Im Portal finden sich zudem für Patienten relevante Zusatzinformationen zu den Kliniken, die die Krankenhaus-Qualitätsberichte sinnvoll ergänzen. Dabei handelt es sich etwa um Informationen zu Besuchszeiten, zu Übernachtungsmöglichkeiten für Angehörige oder zur Anbindung an den öffentlichen Nahverkehr. Ausgewählt wurden die Informationen auf Basis einer umfassenden Bedarfsanalyse. Maßgeblich war dabei die Frage, welche Angaben für Patienten bei der Wahl einer Klinik von Bedeutung sind. Diese Zusatzinformationen übermitteln die Krankenhäuser direkt an die Weisse Liste.

Fragen zu den Datengrundlagen und zur Methodik können Sie an das Projektbüro der Weissen Liste richten. Hier kommen Sie zum Kontaktformular des Projektbüros.

Gesetzliche Qualitätssicherung

Krankenhäuser sind per Gesetz zur Qualitätssicherung verpflichtet.
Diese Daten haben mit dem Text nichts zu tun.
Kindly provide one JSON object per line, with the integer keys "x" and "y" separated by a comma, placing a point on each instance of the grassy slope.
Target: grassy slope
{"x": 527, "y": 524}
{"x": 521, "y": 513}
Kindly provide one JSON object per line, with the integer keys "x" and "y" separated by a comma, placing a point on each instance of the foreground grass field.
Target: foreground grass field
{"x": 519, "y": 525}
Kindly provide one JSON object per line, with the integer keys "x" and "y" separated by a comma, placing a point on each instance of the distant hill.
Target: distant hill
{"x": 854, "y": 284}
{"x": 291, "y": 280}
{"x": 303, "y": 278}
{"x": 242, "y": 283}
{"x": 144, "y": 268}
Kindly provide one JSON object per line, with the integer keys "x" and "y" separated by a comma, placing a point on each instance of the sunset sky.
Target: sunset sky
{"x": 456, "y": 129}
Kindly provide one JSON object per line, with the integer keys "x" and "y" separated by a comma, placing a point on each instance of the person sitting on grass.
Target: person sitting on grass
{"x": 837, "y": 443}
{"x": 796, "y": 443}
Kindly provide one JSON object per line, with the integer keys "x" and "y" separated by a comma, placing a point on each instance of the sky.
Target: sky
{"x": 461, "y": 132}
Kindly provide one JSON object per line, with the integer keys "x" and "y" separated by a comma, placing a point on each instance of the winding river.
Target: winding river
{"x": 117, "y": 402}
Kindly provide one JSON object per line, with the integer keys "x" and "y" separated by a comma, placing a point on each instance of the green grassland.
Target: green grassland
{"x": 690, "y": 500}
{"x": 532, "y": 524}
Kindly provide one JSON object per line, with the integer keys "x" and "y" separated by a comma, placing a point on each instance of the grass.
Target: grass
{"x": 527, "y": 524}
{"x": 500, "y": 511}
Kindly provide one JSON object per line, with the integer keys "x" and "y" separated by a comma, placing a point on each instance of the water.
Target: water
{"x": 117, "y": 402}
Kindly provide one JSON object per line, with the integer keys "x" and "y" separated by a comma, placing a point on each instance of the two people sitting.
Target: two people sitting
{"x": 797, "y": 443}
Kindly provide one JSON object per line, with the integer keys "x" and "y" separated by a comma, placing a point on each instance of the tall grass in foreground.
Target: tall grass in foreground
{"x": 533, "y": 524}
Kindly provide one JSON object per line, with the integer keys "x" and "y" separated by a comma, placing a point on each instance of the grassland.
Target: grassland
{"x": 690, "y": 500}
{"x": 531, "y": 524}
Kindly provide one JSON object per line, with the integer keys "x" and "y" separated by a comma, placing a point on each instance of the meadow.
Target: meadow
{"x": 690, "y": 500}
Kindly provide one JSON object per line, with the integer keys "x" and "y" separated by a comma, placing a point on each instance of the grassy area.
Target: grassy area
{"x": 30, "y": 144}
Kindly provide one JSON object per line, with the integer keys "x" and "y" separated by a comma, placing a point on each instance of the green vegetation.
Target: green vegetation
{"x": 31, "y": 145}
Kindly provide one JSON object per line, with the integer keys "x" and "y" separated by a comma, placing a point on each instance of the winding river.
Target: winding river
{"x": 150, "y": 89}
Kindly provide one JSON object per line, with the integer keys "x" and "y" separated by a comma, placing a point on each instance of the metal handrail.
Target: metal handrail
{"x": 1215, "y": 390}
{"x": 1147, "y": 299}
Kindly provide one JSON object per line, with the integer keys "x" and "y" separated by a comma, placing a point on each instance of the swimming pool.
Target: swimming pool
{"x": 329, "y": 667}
Das heißt, sie müssen festgelegte Bedingungen erfüllen, um die Qualität ihrer Leistungen zu gewährleisten. Um dies auch überprüfbar zu machen, müssen sie Informationen – etwa über Behandlungsabläufe oder die Anzahl von Komplikationen bei Operationen – an die zuständigen Stellen weiterleiten. Aus diesen Daten berechnet das sogenannte AQUA-Institut Qualitätskennzahlen. Diese lassen Schlüsse auf die Behandlungsqualität in verschiedenen Bereichen der Krankenhäuser zu. So sind bei einem orthopädischen Eingriff andere Kennzahlen entscheidend als bei einer Herzoperation. Für gute oder akzeptable Qualität wird ein einen sogenannter Referenzbereich festgelegt. Weichen Krankenhäuser deutlich von diesem ab, suchen die zuständigen Stellen das Gespräch: Im Rahmen eines "Strukturierten Dialogs" forschen sie nach den Gründen für mangelnde, aber auch für überdurchschnittlich hohe Qualität.